Multiple lines of evidence suggest that calcium/calmodulin-dependent kinase II α (CaMKIIα) plays an important role in the spinal dorsal horn in nociceptive models of chemical, inflammatory and nerve injury. Moreover, CaMKIIα phosphorylates the vanilloid receptor type 1 (TRPV1), thereby regulating vanilloid agonist binding to the receptor. Herein, we have explored a possible interaction of CaMKIIα activity with the TRPV1 receptor in rat trigeminal ganglion (TG) neurons in vitro. Inhibition of CaMKIIα with KN-93 (5 μM) inhibited capsaicin (CAP)- and n-arachidonoyl-dopamine (NADA)-evoked calcitonin gene-related peptide (CGRP) release effectively decreasing the E_max for both compounds. This effect was not mimicked by the inactive compound KN-92 (5 μM), indicating that the effect was mediated by CaMKIIα inhibition.

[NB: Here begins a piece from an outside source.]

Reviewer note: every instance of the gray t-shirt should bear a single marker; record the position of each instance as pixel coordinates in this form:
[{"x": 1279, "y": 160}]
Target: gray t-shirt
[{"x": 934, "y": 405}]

CAP also stimulated a significant ∼50% increase in autophosphorylation of CaMKIIα at Thr^286/287. Immunocytochemistry for phospho-CaMKIIα indicated that this effect specifically occurred in TRPV1-positive TG neurons. These findings indicate that phopho-CaMKIIα is likely to play a role in presynaptic primary afferents in animal models of nociceptive hypersensitivity and provide support for CaMKIIα modulation of TRPV1 activity in sensory neurons.